Onboarding, On-Call and Learning
A while back in the hangops slack I offered to try and help anyone that I could in the #career_advice or #job_board channels. I am no expert on these topics but maybe I have some knowledge that will help others. I recently received an email with some great questions that I thought would share.
1. Onboarding
There’s an unlimited amount of stuff to go through for SRE #2, but I want to have their onboarding experience be an enjoyable one. How do you balance those things? I need to bring the second SRE up to speed fast(-ish), but I don’t want to burn them out quickly. Also, what does a good onboarding process look like for an SRE?
Onboarding is a very critical part of someone starting at a new job and this is universal across job roles. The first 90 days of someone starting a job can be the most critical period for their long term experience and satisfaction.
Get your house in order
It’s very common when things are hectic to wait for someone to join before really starting to figure out how to expand the team. You really need to start planning this change well before they start, otherwise it can be a big red flag for folks if they jump in to chaos. Take a step back — why are you hiring this person? What will they work on and who will they work with in their first 90 days? What does your team’s roadmap look like? This can be hard on a team of one or a team of many especially if a lot of your time is spent firefighting. Keep in mind that hiring someone to the team is not a short term exercise and you likely aren’t hiring someone to work for a few months, but a few years. Don’t lose sight of what impact you expect that person to make in the first twelve months.
Build an onboarding plan
This is highlighted in the previous part, but it is really important. It also can be a bit intimidating and might feel a bit corporate but it doesn’t have to be. Start with what they should do on their first day, and each day of their first week. Then what they should do on their second week, third week and fourth week. Following that, what they should do in their third month at the company.

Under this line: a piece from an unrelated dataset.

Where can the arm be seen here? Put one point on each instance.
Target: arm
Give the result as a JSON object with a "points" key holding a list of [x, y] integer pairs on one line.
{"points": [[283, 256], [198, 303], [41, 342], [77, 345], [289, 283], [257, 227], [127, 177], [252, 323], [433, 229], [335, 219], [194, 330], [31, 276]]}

Re-read what you have written. Does it sound interesting? Does it sound like a bunch of clean up work? Would you join the company to do this? Focusing on the impact that they will make will help avoid putting people on busy work their first few months.
Give them something they can own. If it really is just the need for a fire extinguisher for the first few months then just be honest about it, it will go a lot further than trying to hide it. A word of warning though, if you really need help in fire fighting is one person going to solve that? Probably not. Make sure your plan involves getting yourself out of the red, not just calming the tide.
Give them a small project to work on on day one. Some people prefer to just dive straight in to working or coding and giving them that opportunity can be great when they want to take a break from learning.
Make sure to include also basic steps in the onboarding plan to enable them to commit code or changes without shooting themselves in the foot. If they can deploy safely on day 1, have them do it. Be cautious on safety here though, taking down production day 1 or even in the first 90 days isn’t a good sign so make sure to either pair with them on it or have them use processes that have the appropriate guard rails.
Get historical
Onboarding can often miss the history and context of how things got to the point they are today. Don’t forget to build a timeline out of what happened before this person joined. Helping them understand the whys about a broken system or why something is built a certain way is context that will really help them and something they are very unlikely to read on a wiki — if they can even find it on the wiki. Speaking of which, build a wiki index for them as well on the main points they should read up on. Have them pick three things they learned when they joined and have them write wikis on them. If they are learning them, it is likely the next person joining will need that info as well.
If you have post mortems, pick the most important ones to review and spend some in-person time actually walking through them, what happened and how some of the conclusions were made. This might also be a good opportunity to rework that process. If you don’t have a post mortem process now might be a good time to start one.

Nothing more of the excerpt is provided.